“多謝了。這家伙太狡猾,故意誘使著我進攻,專抓一招揮盡時的破綻,以防御掀起反擊。真不愧是兇名赫赫的海魔獸,差一點連我都要陰溝里翻船了。”
俯首看了一眼自己持槍的右手,肌膚表面幾抹子冰冷的紫青色褪去,并無凍傷的后遺癥。但是長孫空心有余悸,若是長孫銀沒有及時召回自己,持續身處冰風凍結中,那可就不是挨幾下凍那么簡單了。
微微頷首,長孫銀沉聲道:“既然它能夠差一點重創你,那么主動出擊而非防御反擊,也應該有與你正面抗衡的能耐。但是,這只魔獸卻選擇如此被動的迎戰方式,偏偏還是在自己出動現身出來為同伴復仇的場合。阿空,你不覺得這樣的舉動有違常理嗎?若是你要為輸了一陣的同伴出頭,可能不主動出手嗎?”
“你的意思是,它另有圖謀?”
長孫空一點就通,本身近距離刀兵相接的他就更能清楚感知厄瀑蛟的真正實力,被這么一說,心中疑惑倍增。確實,對方的戰法舉動有些不合常理。
“之前你也說了,厄瀑蛟是群體狩獵,多為一雌一雄。恐怕這一次,我們所面對的可不止兩條,而是更多。它在這里拖住我們,海中還潛伏的那一條
,或者更多的厄瀑蛟,只怕是打算直接襲擊我們的艦隊了。”
訴說的同時,長孫銀目光一挪,回到了后方至尊盟艦隊以及他們兩艘船所在的海域。在那邊,海面涌動的波濤似乎也激烈得過分了。無形的寒意,悄然擴散。

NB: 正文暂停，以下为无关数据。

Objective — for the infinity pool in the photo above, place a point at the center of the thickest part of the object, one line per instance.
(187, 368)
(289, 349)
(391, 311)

臉色頓時一沉,長孫空哼道:“聲東擊西?想不到區區海魔獸,竟然還玩起了戰術來。怎么辦,回援嗎?若是那樣,我們的后背破綻可就徹底暴露在這家伙面前了。若是你我分開作戰,又可能被它們逐個擊破。這下,似乎有些棘手。”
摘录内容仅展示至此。